Test 1: Office visit with GT modifier → 15% reduction
Test 2: Office visit without GT modifier → no reduction
Test 3: Non-office visit with GT modifier → no reduction
Test 4: Boundary: procedure code 99201 with GT → reduction
Test 5: Boundary: procedure code 99215 with GT → reduction
Test 6: Just outside range: 99200 with GT → no reduction
Test 7: Just outside range: 99216 with GT → no reduction

Step 3: All tests failed (the code didn't exist yet).

Step 4: James implemented the rule. Tests 1-5 passed, but test 6 failed — the implementation was using >= "99200" which included 99200 in the range. The boundary test caught the error before it was ever deployed.

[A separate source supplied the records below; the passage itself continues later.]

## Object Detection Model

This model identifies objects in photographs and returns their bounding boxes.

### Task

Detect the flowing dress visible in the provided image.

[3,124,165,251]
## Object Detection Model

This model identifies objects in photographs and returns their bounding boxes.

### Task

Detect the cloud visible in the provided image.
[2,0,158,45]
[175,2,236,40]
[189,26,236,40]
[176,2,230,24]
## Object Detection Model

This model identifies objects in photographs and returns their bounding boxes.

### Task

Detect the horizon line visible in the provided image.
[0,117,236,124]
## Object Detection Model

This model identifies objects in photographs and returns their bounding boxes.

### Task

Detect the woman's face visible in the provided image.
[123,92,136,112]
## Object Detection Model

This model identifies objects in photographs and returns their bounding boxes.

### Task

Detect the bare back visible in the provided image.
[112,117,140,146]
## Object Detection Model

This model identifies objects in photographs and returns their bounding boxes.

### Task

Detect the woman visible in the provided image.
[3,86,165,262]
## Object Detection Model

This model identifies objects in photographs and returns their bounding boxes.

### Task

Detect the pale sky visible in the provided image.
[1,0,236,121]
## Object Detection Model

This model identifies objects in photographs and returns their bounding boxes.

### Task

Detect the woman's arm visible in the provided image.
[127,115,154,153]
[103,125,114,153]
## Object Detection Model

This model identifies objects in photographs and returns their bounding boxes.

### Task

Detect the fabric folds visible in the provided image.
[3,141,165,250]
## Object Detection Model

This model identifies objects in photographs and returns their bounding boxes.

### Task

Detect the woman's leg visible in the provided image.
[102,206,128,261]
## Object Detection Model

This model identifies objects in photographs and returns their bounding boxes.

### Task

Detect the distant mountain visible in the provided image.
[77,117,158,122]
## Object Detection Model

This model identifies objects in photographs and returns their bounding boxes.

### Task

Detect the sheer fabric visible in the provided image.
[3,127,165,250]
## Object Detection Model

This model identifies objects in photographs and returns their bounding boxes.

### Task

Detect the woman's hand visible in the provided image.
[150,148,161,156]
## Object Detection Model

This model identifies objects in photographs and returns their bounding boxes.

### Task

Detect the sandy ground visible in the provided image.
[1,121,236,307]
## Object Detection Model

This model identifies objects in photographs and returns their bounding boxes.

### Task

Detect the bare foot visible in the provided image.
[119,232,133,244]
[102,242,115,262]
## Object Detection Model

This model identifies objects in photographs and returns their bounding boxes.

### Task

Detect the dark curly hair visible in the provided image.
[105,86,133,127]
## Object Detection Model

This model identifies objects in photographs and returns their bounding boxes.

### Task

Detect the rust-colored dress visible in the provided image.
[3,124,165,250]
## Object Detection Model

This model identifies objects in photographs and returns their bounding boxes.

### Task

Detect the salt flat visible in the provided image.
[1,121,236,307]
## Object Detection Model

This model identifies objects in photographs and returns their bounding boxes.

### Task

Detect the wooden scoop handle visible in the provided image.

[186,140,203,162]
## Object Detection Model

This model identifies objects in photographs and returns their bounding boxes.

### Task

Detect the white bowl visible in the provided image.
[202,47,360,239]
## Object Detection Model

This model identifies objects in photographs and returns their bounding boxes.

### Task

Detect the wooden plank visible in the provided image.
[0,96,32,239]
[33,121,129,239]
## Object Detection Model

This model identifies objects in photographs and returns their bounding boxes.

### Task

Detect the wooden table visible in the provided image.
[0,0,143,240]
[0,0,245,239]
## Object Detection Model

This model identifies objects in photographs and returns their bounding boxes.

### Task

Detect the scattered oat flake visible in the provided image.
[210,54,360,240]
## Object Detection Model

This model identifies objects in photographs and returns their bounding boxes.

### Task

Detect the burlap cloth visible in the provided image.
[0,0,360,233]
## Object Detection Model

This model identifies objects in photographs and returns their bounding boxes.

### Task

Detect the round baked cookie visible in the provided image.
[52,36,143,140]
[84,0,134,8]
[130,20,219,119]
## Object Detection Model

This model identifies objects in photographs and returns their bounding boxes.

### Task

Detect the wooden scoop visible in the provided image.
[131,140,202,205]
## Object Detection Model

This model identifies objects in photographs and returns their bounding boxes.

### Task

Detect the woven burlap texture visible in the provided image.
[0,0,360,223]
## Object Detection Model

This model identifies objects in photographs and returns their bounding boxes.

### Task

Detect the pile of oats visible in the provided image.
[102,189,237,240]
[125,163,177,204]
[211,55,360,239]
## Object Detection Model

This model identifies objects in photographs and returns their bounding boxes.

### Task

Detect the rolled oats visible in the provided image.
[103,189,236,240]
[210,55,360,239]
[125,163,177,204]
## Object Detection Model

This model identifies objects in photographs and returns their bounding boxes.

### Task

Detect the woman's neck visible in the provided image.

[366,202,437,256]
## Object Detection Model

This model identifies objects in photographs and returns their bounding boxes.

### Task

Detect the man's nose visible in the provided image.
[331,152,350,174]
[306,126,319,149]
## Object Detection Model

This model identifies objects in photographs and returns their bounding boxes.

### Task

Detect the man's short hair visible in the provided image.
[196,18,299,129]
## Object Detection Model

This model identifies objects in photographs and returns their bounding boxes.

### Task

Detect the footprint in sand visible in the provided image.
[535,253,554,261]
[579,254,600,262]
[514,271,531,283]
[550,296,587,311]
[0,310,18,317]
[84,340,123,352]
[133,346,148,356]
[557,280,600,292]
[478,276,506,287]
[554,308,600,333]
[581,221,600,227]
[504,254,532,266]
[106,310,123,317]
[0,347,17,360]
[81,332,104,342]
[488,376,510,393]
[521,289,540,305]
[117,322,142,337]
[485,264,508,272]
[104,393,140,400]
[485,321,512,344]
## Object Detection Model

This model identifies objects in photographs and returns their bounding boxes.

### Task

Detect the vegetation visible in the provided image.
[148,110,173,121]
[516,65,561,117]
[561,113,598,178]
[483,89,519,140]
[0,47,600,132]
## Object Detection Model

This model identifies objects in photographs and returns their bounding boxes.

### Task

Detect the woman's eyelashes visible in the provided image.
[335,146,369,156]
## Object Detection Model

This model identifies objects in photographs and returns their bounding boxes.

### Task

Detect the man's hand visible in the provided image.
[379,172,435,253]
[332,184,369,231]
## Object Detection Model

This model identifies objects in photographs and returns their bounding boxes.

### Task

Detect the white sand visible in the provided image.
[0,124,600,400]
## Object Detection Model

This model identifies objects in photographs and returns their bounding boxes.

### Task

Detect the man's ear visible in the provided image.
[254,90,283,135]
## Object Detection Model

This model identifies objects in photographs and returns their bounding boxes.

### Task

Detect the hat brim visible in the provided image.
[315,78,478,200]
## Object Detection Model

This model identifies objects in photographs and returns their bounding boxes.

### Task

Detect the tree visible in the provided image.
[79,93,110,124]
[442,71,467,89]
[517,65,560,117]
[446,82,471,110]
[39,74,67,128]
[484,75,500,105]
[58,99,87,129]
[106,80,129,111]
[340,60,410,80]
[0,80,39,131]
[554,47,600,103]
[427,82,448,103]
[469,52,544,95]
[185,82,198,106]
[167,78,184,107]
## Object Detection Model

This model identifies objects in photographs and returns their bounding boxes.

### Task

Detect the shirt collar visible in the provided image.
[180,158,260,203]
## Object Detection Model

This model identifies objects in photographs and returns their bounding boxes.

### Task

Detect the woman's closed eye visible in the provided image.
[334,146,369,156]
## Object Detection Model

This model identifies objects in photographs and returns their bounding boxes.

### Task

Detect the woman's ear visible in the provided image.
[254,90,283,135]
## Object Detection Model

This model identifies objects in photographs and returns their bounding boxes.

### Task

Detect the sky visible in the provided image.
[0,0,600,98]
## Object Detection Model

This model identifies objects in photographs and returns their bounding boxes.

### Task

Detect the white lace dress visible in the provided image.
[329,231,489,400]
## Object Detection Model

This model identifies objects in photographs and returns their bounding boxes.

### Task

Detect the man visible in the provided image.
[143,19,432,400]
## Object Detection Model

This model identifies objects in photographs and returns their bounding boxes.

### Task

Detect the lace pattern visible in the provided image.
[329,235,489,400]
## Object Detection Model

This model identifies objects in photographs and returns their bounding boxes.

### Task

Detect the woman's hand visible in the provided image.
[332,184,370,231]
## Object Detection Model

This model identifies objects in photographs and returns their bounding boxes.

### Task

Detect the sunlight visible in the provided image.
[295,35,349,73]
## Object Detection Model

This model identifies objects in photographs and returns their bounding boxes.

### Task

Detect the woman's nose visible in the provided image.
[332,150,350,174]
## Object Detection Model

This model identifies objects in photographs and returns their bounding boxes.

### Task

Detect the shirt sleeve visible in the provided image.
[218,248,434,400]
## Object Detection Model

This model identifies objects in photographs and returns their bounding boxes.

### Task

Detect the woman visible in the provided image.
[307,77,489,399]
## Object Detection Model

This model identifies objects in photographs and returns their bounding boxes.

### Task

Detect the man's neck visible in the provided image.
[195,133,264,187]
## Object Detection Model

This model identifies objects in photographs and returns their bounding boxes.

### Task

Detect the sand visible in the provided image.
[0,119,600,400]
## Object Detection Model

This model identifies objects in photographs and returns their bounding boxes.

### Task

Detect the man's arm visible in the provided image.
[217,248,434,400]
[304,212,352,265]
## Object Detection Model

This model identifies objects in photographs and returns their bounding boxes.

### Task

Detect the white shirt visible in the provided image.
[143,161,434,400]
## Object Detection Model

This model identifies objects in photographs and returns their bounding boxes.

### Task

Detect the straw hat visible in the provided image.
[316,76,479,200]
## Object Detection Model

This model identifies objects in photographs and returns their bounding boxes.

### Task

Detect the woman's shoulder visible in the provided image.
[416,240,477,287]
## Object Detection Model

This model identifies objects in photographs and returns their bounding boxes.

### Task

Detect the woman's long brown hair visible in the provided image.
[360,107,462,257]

Step 5: James fixed the boundary condition. All 7 tests passed.

Results

Metric	Before	After
Test scenarios	50 (haphazard)	42 (systematic) + 28 (telehealth)
Coverage of critical paths	64%	100% of decision table scenarios
Test execution time	6 hours (manual)	4 minutes (automated)
Defects found pre-deployment	~2 per release	7 found during test writing
CMS audit findings	3 (previous year)	0 (following year)
Regulatory change deployment	90 days	Completed in 67 days

The Ripple Effect

The success of the CLM-ADJUD testing initiative had organizational consequences:

Other teams adopted the approach. The payment processing team (CLM-PAY) and provider reporting team (RPT-PROVIDER) both began building test suites.
Sarah Kim's role expanded. She became the "test architect," responsible for maintaining decision tables across all MedClaim programs.
Hiring criteria changed. MedClaim began listing "experience with automated testing" in their COBOL developer job postings — a first for the organization.
The golden claims evolved. Rather than being discarded, the original 50 golden claims became an integration test suite that complemented the new unit tests.

Discussion Questions

Why were 23 of the 50 golden claims redundant? What does this tell you about the limitations of ad-hoc test selection?
The TDD approach caught a boundary condition error (test 6) before deployment. Would this error likely have been caught by the golden claims? Why or why not?
Sarah Kim, a business analyst rather than a developer, played a central role in test design. Why is domain expertise at least as important as technical expertise in testing?
MedClaim's CMS audit findings dropped from 3 to 0 after implementing automated testing. What is the connection between unit testing and regulatory compliance?